Variante Xe, Clementi: “Mix Omicron-Delta mi farebbe più paura”

 La variante Xe di Sars-CoV-2? “E’ prematuro esprimere un giudizio” sul nuovo mutante rilevato nel Regno Unito. I sintomi sono diversi? L’incubazione e la durata? “Per ora si sa solo che sembra essere un ricombinante di Omicron 1 e 2”, dei ceppi BA.1 e BA.2. “E’ normale che ci sia. Per l’influenza di tipo A sono fenomeni che avvengono in continuazione, e quindi anche per Sars-CoV-2 possono verificarsi. Mi sarei preoccupato di più se questi ricombinanti ci fossero stati non tra due Omicron, ma per esempio tra Omicron e Delta o tra Omicron e qualche altra variante precedente che magari dava maggiore vitalità a una variante patogena che aveva già circolato. Però non è questo il caso”. E’ la prima analisi di Massimo Clementi, direttore del Laboratorio di microbiologia e virologia dell’università Vita-Salute San Raffaele di Milano, sentito dall’Adnkronos Salute.

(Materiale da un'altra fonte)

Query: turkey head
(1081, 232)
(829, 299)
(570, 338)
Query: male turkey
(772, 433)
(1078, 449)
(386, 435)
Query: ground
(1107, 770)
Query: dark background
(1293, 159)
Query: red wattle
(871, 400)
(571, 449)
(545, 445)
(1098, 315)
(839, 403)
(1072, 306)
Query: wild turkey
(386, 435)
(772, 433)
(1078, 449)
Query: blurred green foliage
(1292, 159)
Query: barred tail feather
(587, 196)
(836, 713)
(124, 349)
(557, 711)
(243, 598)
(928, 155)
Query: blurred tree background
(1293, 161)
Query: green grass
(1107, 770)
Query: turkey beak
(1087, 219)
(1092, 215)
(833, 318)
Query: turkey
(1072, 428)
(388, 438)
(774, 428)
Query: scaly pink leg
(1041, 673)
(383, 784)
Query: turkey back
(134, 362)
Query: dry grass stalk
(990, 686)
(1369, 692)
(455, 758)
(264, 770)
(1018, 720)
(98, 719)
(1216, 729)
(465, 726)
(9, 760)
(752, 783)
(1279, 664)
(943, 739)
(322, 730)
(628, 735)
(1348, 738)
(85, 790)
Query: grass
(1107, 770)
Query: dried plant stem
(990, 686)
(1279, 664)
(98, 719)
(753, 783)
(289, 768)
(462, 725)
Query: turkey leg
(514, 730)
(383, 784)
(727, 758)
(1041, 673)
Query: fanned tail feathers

L’esperto da sempre, sul tema delle nuove varianti Covid che finiscono sotto i riflettori, invita a non avere fretta ma ad aspettare che il quadro si definisca con l’eventuale aumentare dei casi censiti. Non bisogna allarmarsi in partenza, ripete il virologo. Prima di tutto perché “il fatto che queste varianti siano possibili è nella natura di Sars-CoV-2 e non ci deve sorprendere”. Queste “possono avere una maggiore o minore fortuna, a seconda del vantaggio che conferiscono”.

L’evoluzione del virus – spiega Clementi – “comporta non solo che ci sia la formazione di una nuova variante ma che la variante sia selezionata, cioè che ci siano degli elementi che la fanno diventare prevalente. Se questa selezione non c’è, vuol dire che non è una variante di successo e quindi è mancato quel meccanismo di selezione naturale che poi la porta a prevalere sulle altre”.

In precedenza, continua Clementi, “le varianti che hanno avuto questo ruolo” dominante “sono state tutte varianti che si trasmettevano meglio, che replicavano di più, che avevano un qualche vantaggio. Quindi il meccanismo di selezione è imprescindibile per considerare una variante” e l’impatto che potrebbe avere. “Adesso mi pare presto per fare queste valutazioni sulla Xe, che è stata identificata in qualche centinaio di casi in Gb, Paese che ha un meccanismo molto efficiente di controllo. Anche stimare già un 10% di trasmissibilità in più rispetto a Omicron 2 mi sembra davvero prematuro con questi numeri. Non sembra che ci siano ancora gli elementi per essere certi su che variante sarà. Poi magari sarà quella che prevarrà in futuro, non dico di no. Vedremo. In ogni caso non credo ci cambierà la vita – conclude – considerate le caratteristiche che sembra avere e il fatto che sembra restare nell’alveo della famiglia Omicron”.